L'AFA (Association des fournisseurs d’accès et de services Internet) et Free ont publié un communiqué commun pour dénoncer le texte du projet de loi « Création et Internet » (plus connu sous le nom Hadopi), trop éloigné selon eux des accords de l'Elysée, lesquels avaient permis d'aboutir au rapport Olivennes et de poser le principe de la riposte graduée. Ainsi, il dénoncent :
- la mise en place de mesures de filtrage (article 5 du texte) portant sur les contenus et l'accès au réseau, alors que les accords exigeaient des expérimentations jusqu'à fin 2009
- une fausse gradation des mesures, puisque l'Autorité n'aura aucune obligation de respecter toutes les étapes d'avertissement pour prendre des sanctions
- l'absence de recours pour les titulaires de lignes accusés, bafouant les droits de la défense (le recours n'est d'ailleurs pas suspensif)
- l'absence d'un dispositif pour répondre aux questions ou contestations des internautes
- un calendrier trop serré, comme l'avait précédemment soulevé l'ARCEP
- l'absence de réflexion préalable sur les moyens techniques pour bloquer l'accès au réseau sans bloquer les autres services (TV ou téléphone)
- l'absence de réflexion préalable sur le périmètre de blocage d'Internet, alors que certains services sont jugés indispensables (quid de l'accès aux e.mails ? l'accès aux services publics ?)
- le silence sur la prise en charge financière des frais des opérateurs (alors que dans le même temps le texte prévoit déjà des sanctions financières pour chaque manquement à leurs obligations)
- l'oubli total de réflexion sur les offres légales et compétitives, alors que les négociations avec les ayants droit sur la chronologie des médias et sur l'ouverture des catalogues sont au point mort
Les FAI demandent donc au gouvernement de revoir sa copie, et aux parlementaires d'amender le texte pour revenir à l'équilibre trouvé lors de la signature des accords.

Mais le gouvernement a de son côté préparé une autre mauvaise surprise pour les FAI. En effet, alors que la Commission Copé préconise dans son rapport pour le financement de la télévision publique un prélèvement de 0,5 % sur le chiffre d'affaires des opérateurs de téléphonie (fixe et mobile) et des FAI (ce qui était déjà dénoncé par ces derniers), Nicolas Sarkozy a choisi d'imposer une taxe à hauteur de 0,9 %, ce qui représente au total 380 millions d'euros, en estimant qu'elle sera indolore pour les opérateurs au vue de leurs marges.

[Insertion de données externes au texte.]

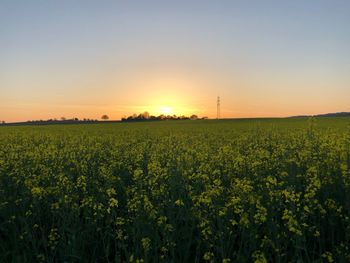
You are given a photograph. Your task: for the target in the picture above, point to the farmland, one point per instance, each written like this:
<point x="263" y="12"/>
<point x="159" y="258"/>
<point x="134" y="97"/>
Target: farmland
<point x="268" y="190"/>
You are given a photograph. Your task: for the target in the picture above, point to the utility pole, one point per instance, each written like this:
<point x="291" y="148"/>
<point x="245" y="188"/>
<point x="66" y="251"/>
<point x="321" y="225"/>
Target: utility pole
<point x="218" y="113"/>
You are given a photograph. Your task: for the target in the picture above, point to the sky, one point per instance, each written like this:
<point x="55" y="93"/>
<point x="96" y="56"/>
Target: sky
<point x="83" y="58"/>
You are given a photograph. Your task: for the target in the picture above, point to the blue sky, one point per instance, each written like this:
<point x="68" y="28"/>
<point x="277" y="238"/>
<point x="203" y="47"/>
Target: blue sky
<point x="87" y="58"/>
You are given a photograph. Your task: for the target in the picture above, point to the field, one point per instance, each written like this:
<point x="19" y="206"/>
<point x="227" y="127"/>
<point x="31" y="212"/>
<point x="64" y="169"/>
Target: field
<point x="268" y="190"/>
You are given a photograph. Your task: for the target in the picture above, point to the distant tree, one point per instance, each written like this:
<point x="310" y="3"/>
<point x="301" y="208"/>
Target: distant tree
<point x="104" y="117"/>
<point x="194" y="117"/>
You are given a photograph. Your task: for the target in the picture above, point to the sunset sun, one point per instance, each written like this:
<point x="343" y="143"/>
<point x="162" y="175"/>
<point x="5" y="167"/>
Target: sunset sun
<point x="166" y="110"/>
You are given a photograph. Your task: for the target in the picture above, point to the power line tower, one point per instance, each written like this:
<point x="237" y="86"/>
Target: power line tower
<point x="218" y="113"/>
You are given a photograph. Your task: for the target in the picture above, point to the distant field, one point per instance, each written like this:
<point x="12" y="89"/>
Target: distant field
<point x="263" y="190"/>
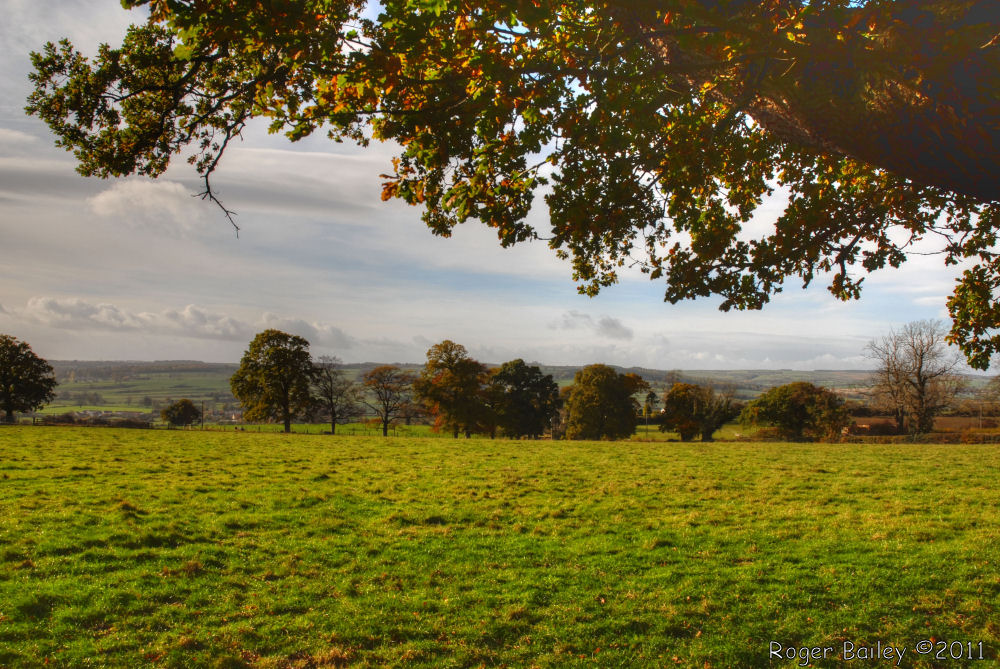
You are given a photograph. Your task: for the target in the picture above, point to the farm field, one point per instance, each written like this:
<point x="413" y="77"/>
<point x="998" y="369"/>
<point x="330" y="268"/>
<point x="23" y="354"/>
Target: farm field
<point x="232" y="549"/>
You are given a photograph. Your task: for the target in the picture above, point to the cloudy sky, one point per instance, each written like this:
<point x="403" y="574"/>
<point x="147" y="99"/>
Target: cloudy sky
<point x="140" y="269"/>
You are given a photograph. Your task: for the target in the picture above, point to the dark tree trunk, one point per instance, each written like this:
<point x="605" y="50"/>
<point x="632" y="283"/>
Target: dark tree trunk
<point x="920" y="119"/>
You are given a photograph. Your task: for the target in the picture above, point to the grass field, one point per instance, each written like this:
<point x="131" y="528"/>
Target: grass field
<point x="177" y="549"/>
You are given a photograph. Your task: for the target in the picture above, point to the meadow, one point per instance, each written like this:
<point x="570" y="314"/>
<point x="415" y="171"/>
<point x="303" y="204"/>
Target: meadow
<point x="242" y="549"/>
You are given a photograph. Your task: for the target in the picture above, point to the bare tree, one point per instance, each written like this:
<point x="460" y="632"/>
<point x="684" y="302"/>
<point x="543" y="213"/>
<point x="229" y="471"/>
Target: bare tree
<point x="390" y="391"/>
<point x="915" y="378"/>
<point x="335" y="396"/>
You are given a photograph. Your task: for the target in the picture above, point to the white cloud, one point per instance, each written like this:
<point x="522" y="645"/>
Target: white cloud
<point x="10" y="137"/>
<point x="161" y="205"/>
<point x="191" y="321"/>
<point x="316" y="333"/>
<point x="78" y="314"/>
<point x="610" y="328"/>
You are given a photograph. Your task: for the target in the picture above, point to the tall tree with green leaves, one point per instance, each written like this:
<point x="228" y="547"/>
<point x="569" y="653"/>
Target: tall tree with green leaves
<point x="389" y="391"/>
<point x="692" y="410"/>
<point x="335" y="396"/>
<point x="526" y="400"/>
<point x="600" y="404"/>
<point x="799" y="411"/>
<point x="660" y="127"/>
<point x="450" y="385"/>
<point x="272" y="382"/>
<point x="27" y="382"/>
<point x="180" y="413"/>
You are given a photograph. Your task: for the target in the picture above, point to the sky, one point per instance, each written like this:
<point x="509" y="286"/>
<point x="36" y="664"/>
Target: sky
<point x="138" y="269"/>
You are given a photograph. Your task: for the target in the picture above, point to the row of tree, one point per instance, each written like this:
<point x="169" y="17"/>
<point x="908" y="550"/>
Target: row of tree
<point x="278" y="380"/>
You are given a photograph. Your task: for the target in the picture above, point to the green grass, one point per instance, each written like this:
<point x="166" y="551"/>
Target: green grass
<point x="184" y="548"/>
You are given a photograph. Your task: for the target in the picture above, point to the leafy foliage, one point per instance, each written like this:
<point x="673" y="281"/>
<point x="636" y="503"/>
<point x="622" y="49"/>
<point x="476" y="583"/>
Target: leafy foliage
<point x="181" y="412"/>
<point x="27" y="382"/>
<point x="273" y="379"/>
<point x="599" y="404"/>
<point x="799" y="410"/>
<point x="335" y="396"/>
<point x="389" y="393"/>
<point x="450" y="385"/>
<point x="655" y="128"/>
<point x="692" y="410"/>
<point x="526" y="400"/>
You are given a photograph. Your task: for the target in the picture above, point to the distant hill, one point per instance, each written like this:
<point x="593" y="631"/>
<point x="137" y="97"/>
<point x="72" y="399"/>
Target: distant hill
<point x="146" y="385"/>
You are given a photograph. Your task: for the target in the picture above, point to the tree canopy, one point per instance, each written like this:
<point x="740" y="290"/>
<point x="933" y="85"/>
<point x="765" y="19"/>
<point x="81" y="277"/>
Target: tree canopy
<point x="915" y="376"/>
<point x="599" y="404"/>
<point x="450" y="386"/>
<point x="272" y="381"/>
<point x="389" y="393"/>
<point x="525" y="399"/>
<point x="335" y="396"/>
<point x="180" y="413"/>
<point x="27" y="382"/>
<point x="798" y="410"/>
<point x="690" y="410"/>
<point x="656" y="129"/>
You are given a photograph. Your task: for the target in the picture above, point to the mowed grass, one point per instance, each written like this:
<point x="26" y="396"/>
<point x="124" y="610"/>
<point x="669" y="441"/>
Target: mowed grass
<point x="179" y="549"/>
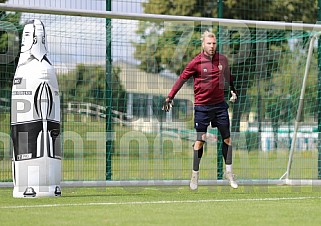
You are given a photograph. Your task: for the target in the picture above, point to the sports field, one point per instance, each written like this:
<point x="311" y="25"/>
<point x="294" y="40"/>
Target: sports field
<point x="210" y="205"/>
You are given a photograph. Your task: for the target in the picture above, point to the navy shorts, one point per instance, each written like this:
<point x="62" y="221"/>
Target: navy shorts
<point x="216" y="115"/>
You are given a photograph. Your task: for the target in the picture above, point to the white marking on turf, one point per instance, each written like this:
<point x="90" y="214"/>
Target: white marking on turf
<point x="158" y="202"/>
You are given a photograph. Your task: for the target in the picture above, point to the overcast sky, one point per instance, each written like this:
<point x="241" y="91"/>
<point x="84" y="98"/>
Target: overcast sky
<point x="80" y="40"/>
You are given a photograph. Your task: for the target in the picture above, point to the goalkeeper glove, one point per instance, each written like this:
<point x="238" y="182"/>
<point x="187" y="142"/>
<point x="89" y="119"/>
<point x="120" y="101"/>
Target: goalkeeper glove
<point x="168" y="104"/>
<point x="234" y="96"/>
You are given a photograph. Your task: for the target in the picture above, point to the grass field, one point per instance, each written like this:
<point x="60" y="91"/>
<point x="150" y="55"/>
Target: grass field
<point x="210" y="205"/>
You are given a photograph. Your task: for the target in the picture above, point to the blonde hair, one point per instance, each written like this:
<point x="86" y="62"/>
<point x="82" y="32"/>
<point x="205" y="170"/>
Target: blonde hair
<point x="207" y="34"/>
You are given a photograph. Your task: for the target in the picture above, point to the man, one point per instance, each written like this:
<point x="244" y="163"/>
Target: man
<point x="210" y="72"/>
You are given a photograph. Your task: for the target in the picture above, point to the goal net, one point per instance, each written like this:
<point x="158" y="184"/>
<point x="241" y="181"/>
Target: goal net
<point x="114" y="71"/>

Un projet de loi sera étudié à la rentrée, pour une mise en application dès le 1er janvier 2009. Franck Esser, le président de la Fédération française des télécoms, indique qu'une « telle taxe serait extrêmement dangereuse pour ce secteur, qui est l'un des moteurs de la croissance en France ». La Commission européenne voit également d'un mauvais oeil cette proposition, puisque Viviane Reding s'était déjà exprimé contre un nouvel impôt sur les opérateurs. Martin Selmayer, le porte-parole de la Commission européenne, indique qu'il « est acceptable de faire payer des frais administratifs mais pas des impôts additionnels, qui sont considérés comme un obstacle à la libre circulation ». Maxime Lombardini, le directeur général d'Iliad, a déjà annoncé que Free était prêt à abandonner ses sacro-saints 29,99 € par mois pour répercuter intégralement la taxe sur la facture de ses clients. Les membres de l'AFA ont indiqué avoir la même position.
Enfin, outre la téléphonie et Internet, les internautes devraient être une troisième fois mis à contribution, puisque la Commission Copé prévoit d'élargir l'assiette de la redevance à tous les appareils capables de recevoir la télévision (ordinateur et téléphone mobile compris).